Nippon Yusen Kabushiki Kaisha (NYK), a Japanese corporation, will plead guilty and pay a $59.4 million fine for its involvement in a conspiracy to fix prices, allocate customers, and rig bids of international ocean shipping services for roll-on, roll-off cargo, such as cars and trucks, to and from the United States and elsewhere, the Department of Justice announced today.
According to a one-count felony charge filed today in U.S. District Court for the District of Maryland in Baltimore, NYK conspired to suppress and eliminate competition by allocating customers and routes, rigging bids and fixing prices for the sale of international ocean shipments of roll-on, roll-off cargo to and from the United States and elsewhere, including the Port of Baltimore. NYK participated in the conspiracy from at least February 1997 until at least September 2012. NYK has agreed to cooperate with the Department’s ongoing antitrust investigation. The plea agreement is subject to court approval. NYK is the third company to agree to plead guilty in this investigation, bringing the total agreed-upon fines to over $135 million.

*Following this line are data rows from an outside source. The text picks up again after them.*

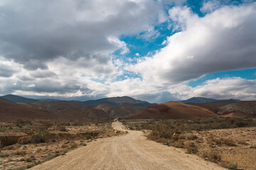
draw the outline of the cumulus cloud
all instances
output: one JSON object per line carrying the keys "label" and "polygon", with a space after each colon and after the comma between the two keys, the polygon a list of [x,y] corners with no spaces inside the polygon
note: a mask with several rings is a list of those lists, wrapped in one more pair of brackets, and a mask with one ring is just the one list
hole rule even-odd
{"label": "cumulus cloud", "polygon": [[[147,30],[160,22],[161,6],[146,0],[4,0],[0,55],[32,70],[47,69],[46,62],[60,57],[106,63],[118,48],[129,51],[119,35]],[[95,54],[105,54],[105,59]]]}
{"label": "cumulus cloud", "polygon": [[[185,1],[1,1],[0,94],[77,100],[130,96],[152,103],[193,96],[255,99],[255,80],[187,83],[210,72],[256,67],[256,3],[209,1],[199,17],[182,6]],[[166,5],[174,6],[168,13]],[[177,32],[164,47],[126,57],[131,46],[121,36],[150,41],[159,35],[154,26],[164,22]]]}
{"label": "cumulus cloud", "polygon": [[190,96],[206,96],[217,99],[255,100],[256,80],[240,77],[215,79],[193,89]]}
{"label": "cumulus cloud", "polygon": [[169,37],[153,57],[127,69],[146,81],[174,84],[256,67],[256,3],[223,6],[202,18],[188,7],[174,7],[169,14],[181,31]]}

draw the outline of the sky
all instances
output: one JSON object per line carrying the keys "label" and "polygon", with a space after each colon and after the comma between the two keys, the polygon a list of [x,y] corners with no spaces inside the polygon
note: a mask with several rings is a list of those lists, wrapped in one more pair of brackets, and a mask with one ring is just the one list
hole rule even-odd
{"label": "sky", "polygon": [[256,100],[256,1],[0,0],[0,95]]}

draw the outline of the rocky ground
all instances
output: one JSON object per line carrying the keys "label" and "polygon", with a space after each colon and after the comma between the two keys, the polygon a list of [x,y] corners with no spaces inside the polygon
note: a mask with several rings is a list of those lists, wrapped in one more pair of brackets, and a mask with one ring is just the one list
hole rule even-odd
{"label": "rocky ground", "polygon": [[112,120],[0,123],[0,169],[25,169],[100,138],[120,135]]}

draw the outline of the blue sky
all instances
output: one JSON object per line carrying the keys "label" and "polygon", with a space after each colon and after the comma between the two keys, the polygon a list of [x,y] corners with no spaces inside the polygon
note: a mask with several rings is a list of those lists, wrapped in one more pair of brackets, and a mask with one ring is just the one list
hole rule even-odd
{"label": "blue sky", "polygon": [[255,1],[4,0],[0,12],[0,95],[256,100]]}

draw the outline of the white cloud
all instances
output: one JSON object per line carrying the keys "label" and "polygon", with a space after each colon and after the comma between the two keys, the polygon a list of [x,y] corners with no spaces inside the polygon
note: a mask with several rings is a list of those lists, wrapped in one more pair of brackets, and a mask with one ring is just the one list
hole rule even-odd
{"label": "white cloud", "polygon": [[169,13],[182,30],[169,37],[166,46],[151,57],[127,67],[144,81],[172,84],[256,67],[256,3],[223,6],[203,18],[187,7],[174,7]]}
{"label": "white cloud", "polygon": [[256,80],[232,77],[208,80],[193,89],[192,96],[205,96],[217,99],[239,98],[256,100]]}

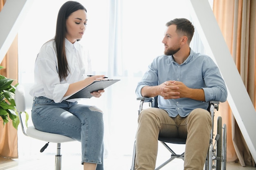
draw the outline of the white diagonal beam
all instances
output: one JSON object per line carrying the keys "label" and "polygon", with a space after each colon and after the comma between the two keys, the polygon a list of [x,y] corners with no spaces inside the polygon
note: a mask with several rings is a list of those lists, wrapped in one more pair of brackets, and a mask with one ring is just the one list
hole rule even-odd
{"label": "white diagonal beam", "polygon": [[254,160],[256,160],[256,112],[208,1],[190,0],[195,26],[213,55],[226,84],[227,100]]}
{"label": "white diagonal beam", "polygon": [[0,63],[18,33],[34,0],[7,0],[0,12]]}

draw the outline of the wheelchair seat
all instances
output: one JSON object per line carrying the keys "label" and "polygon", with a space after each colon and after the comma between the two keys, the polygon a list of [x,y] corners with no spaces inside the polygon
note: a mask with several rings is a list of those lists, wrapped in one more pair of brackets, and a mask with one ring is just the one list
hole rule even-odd
{"label": "wheelchair seat", "polygon": [[[139,115],[143,108],[144,103],[149,103],[150,107],[158,108],[157,97],[138,97],[137,100],[140,100],[139,108],[138,110]],[[206,158],[205,170],[226,170],[226,158],[227,150],[227,130],[226,125],[224,124],[222,126],[222,119],[221,117],[218,117],[217,135],[213,139],[214,116],[214,111],[218,110],[219,102],[218,101],[210,101],[207,110],[210,112],[211,116],[212,123],[212,128],[210,134],[209,146],[207,156]],[[215,143],[213,141],[215,140]],[[157,168],[155,170],[158,170],[165,166],[175,158],[181,159],[184,160],[184,152],[181,155],[177,154],[166,144],[185,144],[186,139],[168,138],[166,137],[158,137],[158,141],[171,153],[171,157],[167,161]],[[135,160],[136,157],[136,139],[134,142],[132,166],[130,170],[135,170]]]}

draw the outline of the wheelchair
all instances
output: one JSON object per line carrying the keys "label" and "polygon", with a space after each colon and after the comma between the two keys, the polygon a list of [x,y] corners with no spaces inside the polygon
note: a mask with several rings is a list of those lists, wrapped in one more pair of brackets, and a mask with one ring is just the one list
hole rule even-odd
{"label": "wheelchair", "polygon": [[[151,97],[139,97],[137,100],[140,100],[139,115],[143,108],[143,104],[148,102],[149,106],[157,107],[157,96]],[[218,117],[217,119],[217,134],[215,135],[213,132],[214,111],[219,108],[219,102],[210,101],[207,110],[211,113],[211,116],[212,127],[211,131],[209,148],[204,165],[204,170],[226,170],[226,153],[227,153],[227,127],[225,124],[222,125],[221,117]],[[215,137],[213,138],[215,136]],[[166,143],[174,144],[185,144],[186,139],[163,138],[158,137],[158,141],[171,153],[171,157],[165,162],[157,168],[155,170],[158,170],[165,166],[176,158],[181,159],[184,160],[184,154],[176,154],[167,145]],[[213,143],[214,142],[214,143]],[[130,170],[135,170],[135,160],[136,157],[136,139],[134,142],[132,160]]]}

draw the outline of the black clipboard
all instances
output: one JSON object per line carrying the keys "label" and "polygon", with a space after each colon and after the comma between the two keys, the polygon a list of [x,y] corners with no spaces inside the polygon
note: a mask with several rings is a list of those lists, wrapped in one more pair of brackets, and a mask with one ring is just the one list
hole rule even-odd
{"label": "black clipboard", "polygon": [[94,81],[91,84],[76,92],[66,100],[78,98],[90,99],[92,97],[91,93],[97,91],[99,90],[105,89],[119,80],[120,79],[107,79]]}

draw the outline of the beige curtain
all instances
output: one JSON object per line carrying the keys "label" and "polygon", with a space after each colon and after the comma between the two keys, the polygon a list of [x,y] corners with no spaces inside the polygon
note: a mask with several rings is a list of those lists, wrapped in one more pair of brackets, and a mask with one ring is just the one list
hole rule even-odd
{"label": "beige curtain", "polygon": [[[214,0],[213,11],[232,57],[256,108],[256,0]],[[227,102],[220,105],[227,125],[227,162],[256,166]]]}
{"label": "beige curtain", "polygon": [[[6,1],[0,0],[0,11]],[[2,61],[0,61],[2,62],[0,65],[4,67],[0,70],[0,74],[15,79],[13,85],[18,82],[17,39],[16,36]],[[2,121],[0,121],[0,156],[10,158],[18,157],[17,130],[13,127],[11,122],[6,124],[4,127]]]}

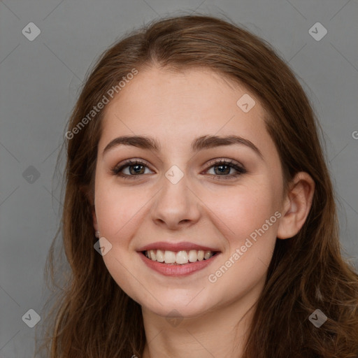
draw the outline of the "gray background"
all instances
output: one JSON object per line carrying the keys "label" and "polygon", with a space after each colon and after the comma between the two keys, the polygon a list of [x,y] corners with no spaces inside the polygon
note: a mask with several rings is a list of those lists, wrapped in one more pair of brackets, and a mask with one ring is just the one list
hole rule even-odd
{"label": "gray background", "polygon": [[[43,268],[59,224],[62,199],[55,167],[66,121],[89,66],[124,32],[159,16],[195,10],[229,16],[270,42],[289,62],[324,129],[342,245],[358,266],[357,0],[3,0],[1,358],[33,355],[35,331],[43,321],[31,329],[22,317],[30,308],[41,315],[47,298]],[[328,31],[320,41],[308,32],[317,22]],[[29,22],[41,29],[32,41],[22,33]],[[30,166],[40,176],[33,182]]]}

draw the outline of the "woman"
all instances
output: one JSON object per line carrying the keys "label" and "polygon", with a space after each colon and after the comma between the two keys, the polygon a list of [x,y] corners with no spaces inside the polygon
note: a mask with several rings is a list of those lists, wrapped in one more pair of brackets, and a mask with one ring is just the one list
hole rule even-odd
{"label": "woman", "polygon": [[357,357],[317,123],[268,44],[155,22],[101,56],[66,138],[50,357]]}

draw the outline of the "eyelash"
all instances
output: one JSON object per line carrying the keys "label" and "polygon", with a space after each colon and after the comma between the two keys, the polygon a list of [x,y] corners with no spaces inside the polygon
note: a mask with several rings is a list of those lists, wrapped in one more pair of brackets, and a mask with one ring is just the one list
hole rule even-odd
{"label": "eyelash", "polygon": [[[136,176],[136,175],[129,176],[127,174],[123,174],[123,173],[120,173],[121,171],[122,171],[124,168],[126,168],[127,166],[131,166],[132,165],[134,165],[134,164],[140,164],[140,165],[143,165],[143,166],[148,166],[145,163],[144,163],[143,162],[142,162],[141,160],[129,159],[127,162],[125,162],[124,163],[123,163],[122,165],[115,166],[113,169],[110,169],[110,171],[112,172],[112,173],[114,176],[122,177],[124,179],[131,179],[131,180],[136,179],[136,177],[141,176],[143,174],[139,174],[138,176]],[[237,173],[236,173],[234,174],[231,174],[231,176],[218,176],[218,175],[210,174],[214,178],[217,178],[219,180],[229,180],[229,179],[231,179],[234,178],[237,178],[238,176],[239,176],[242,174],[245,174],[247,172],[247,171],[246,171],[246,169],[245,169],[245,168],[238,166],[238,164],[235,164],[233,161],[223,160],[223,159],[220,159],[220,160],[218,160],[218,161],[214,162],[212,162],[210,163],[210,166],[206,169],[206,171],[207,171],[208,170],[209,170],[210,169],[211,169],[213,166],[221,166],[221,165],[228,166],[230,168],[232,168],[232,169],[236,170]]]}

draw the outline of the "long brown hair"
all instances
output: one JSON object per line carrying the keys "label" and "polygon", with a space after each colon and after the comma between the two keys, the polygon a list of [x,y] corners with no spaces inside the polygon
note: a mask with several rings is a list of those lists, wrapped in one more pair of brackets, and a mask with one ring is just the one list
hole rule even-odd
{"label": "long brown hair", "polygon": [[[94,195],[103,110],[80,124],[134,69],[153,65],[206,67],[243,84],[269,114],[265,124],[279,153],[285,185],[301,171],[315,183],[302,229],[291,238],[276,241],[243,358],[357,357],[358,275],[341,257],[332,184],[310,101],[292,70],[265,41],[227,21],[198,15],[155,21],[127,34],[101,56],[86,78],[67,127],[68,134],[67,134],[64,143],[62,222],[48,257],[55,282],[55,241],[61,231],[69,267],[62,275],[66,285],[57,283],[60,295],[49,315],[48,357],[142,355],[141,306],[118,287],[93,248],[97,238],[87,194]],[[327,317],[320,328],[308,320],[316,309]]]}

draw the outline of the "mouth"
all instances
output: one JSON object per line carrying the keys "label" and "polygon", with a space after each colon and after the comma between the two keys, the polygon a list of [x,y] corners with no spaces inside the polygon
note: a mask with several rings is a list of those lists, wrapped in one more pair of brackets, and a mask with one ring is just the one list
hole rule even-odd
{"label": "mouth", "polygon": [[141,253],[151,261],[168,264],[170,265],[186,265],[203,260],[208,260],[218,251],[203,250],[190,250],[170,251],[162,250],[149,250]]}
{"label": "mouth", "polygon": [[210,265],[220,251],[209,250],[169,250],[151,248],[138,252],[144,264],[165,276],[183,277]]}

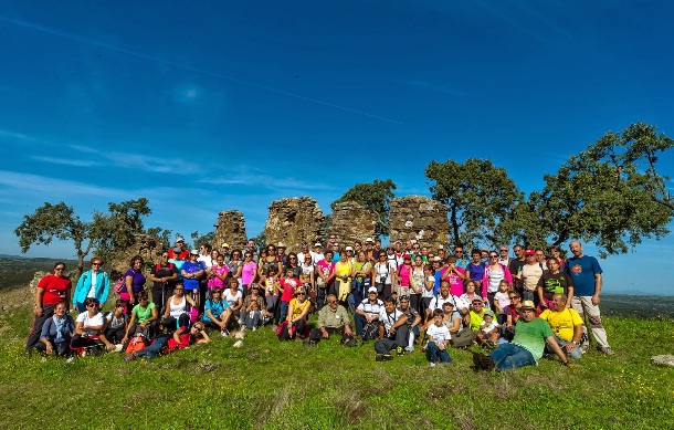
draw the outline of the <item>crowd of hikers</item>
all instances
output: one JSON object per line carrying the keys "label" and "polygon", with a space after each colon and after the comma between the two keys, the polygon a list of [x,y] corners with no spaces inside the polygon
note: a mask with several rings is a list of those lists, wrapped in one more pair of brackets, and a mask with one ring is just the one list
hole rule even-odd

Roll-on, roll-off cargo is non-containerized cargo that can be both rolled onto and rolled off of an ocean-going vessel. Examples of this cargo include new and used cars and trucks and construction and agricultural equipment.
NYK and its co-conspirators conspired by agreeing on prices, allocating customers, agreeing to refrain from bidding against one another and exchanging customer pricing information. The department said the companies then charged fees in accordance with those agreements for international ocean shipping services for certain roll-on, roll-off cargo to and from the United States and elsewhere at collusive and non-competitive prices.
NYK is charged with price fixing in violation of the Sherman Act, which carries a maximum penalty of a $100 million criminal fine for corporations. The maximum fine may be increased to twice the gain derived from the crime or twice the loss suffered by the victims of the crime, if either of those amounts is greater than the statutory maximum fine.